О том, что в деревне появились ночные призраки, стали говорить и другие. О новости рассказывали с разными подробностями. Некоторые в появлении непонятных существ увидели даже некое высшее предзнаменование.

Аниська слухам не верит. Но даже и она заколебалась после того, что рассказал дядя Аркадий. А что, если проверить это? Привыкла играть вблизи кладбища, дело обычное.

Если уж она что задумала — не отступится. Ночью, когда все смотрели уже третьи сны, Аниська тихонько встала с кровати и оделась. Поверх пальто накинула на себя еще и Гришину шубу — на тот случай, если долго придется лежать в снегу.

Но долго ждать не пришлось. Только она притаилась за Юлькиным сараем, как с кладбища, поочередно перелезая через ограду, поплыли белые тени.

— Осторожнее, — человеческим голосом сказала одна из них, — здесь проволока, держись правее.

— Хорошо, — ответила вторая и, обернувшись, что-то тихо передала дальше.

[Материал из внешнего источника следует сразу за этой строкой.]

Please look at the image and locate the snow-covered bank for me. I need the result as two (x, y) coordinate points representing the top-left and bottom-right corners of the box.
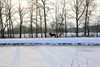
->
(0, 38), (100, 44)
(0, 46), (100, 67)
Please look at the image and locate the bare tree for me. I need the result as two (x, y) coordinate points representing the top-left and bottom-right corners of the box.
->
(84, 0), (96, 37)
(0, 0), (4, 38)
(41, 0), (47, 38)
(4, 0), (15, 38)
(72, 0), (86, 37)
(18, 0), (26, 38)
(27, 0), (35, 38)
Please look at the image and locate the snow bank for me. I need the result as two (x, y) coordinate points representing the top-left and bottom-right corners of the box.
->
(0, 37), (100, 44)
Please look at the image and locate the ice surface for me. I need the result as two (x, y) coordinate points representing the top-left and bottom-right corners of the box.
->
(0, 37), (100, 44)
(0, 46), (100, 67)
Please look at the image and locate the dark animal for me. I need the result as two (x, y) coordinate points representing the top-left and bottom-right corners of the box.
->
(49, 33), (56, 37)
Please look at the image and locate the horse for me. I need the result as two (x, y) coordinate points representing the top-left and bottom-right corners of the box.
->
(49, 33), (56, 37)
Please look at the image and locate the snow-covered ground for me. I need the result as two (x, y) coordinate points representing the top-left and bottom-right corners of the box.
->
(0, 46), (100, 67)
(0, 37), (100, 44)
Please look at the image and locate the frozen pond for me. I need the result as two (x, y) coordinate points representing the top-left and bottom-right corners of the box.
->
(0, 46), (100, 67)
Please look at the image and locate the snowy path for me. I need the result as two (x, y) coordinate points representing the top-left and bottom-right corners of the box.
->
(0, 46), (100, 67)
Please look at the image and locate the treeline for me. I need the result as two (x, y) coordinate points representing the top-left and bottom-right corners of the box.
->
(0, 0), (100, 38)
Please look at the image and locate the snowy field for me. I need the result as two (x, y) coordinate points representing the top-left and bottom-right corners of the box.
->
(0, 46), (100, 67)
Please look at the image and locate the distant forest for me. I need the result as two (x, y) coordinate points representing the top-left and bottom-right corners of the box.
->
(0, 0), (100, 38)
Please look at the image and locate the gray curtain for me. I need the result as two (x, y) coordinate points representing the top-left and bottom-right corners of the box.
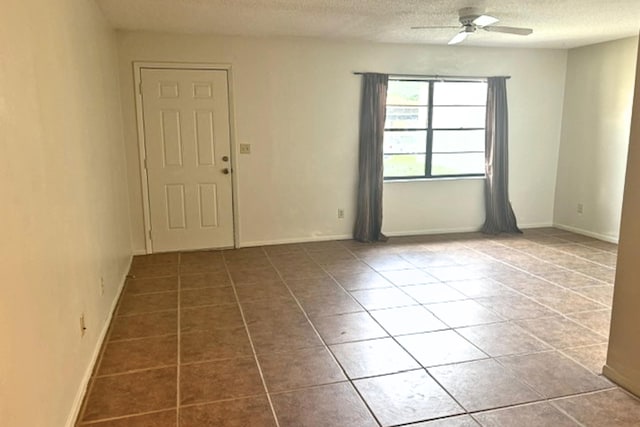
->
(353, 73), (389, 242)
(482, 77), (522, 234)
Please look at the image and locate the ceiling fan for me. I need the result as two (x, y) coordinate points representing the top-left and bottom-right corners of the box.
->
(411, 7), (533, 45)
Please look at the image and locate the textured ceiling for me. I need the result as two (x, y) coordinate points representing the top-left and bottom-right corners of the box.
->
(96, 0), (640, 48)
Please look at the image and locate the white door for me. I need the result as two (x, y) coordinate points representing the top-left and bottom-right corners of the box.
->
(141, 68), (233, 252)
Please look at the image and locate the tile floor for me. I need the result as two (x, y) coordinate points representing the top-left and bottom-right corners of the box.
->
(78, 228), (640, 427)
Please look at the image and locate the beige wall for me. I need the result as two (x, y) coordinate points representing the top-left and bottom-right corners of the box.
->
(604, 36), (640, 396)
(554, 37), (638, 241)
(119, 32), (566, 251)
(0, 0), (131, 427)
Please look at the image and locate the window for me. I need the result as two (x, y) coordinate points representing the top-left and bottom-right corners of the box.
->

Призраки шагали длинной и ровной цепочкой, через равные интервалы, не спеша, как люди на похоронах. Только те бывают в черном, а эти, как и положено быть бесплотным существам, в светлом. От напряжения и, конечно, от страха у Аниськи выступил пот на лбу и холодная дрожь прошла по всему телу.

Когда последняя тень скрылась в Юлькиной бане, Аниська приподнялась, собираясь уйти. И вдруг… Следом за призраками из-за кладбищенских деревьев вынырнула совсем иная, темная тень. Метнулась влево, потом вправо. Оглянулась и поползла, крадучись, за теми, что скрылись в бане. Ни дать ни взять — настоящий черт. Ходит вприпрыжку, вертит головой, будто что-то замышляет.

Правда, у «черта» нет хвоста и рожек. И очень уж он похож на человека. Явно чем-то напоминает Леньку Ярыгу. Он! Теперь уже нет никакого сомнения. Ну и чудеса! Ленька вместе с призраками. Говорят же все, что он ведет двойной образ жизни.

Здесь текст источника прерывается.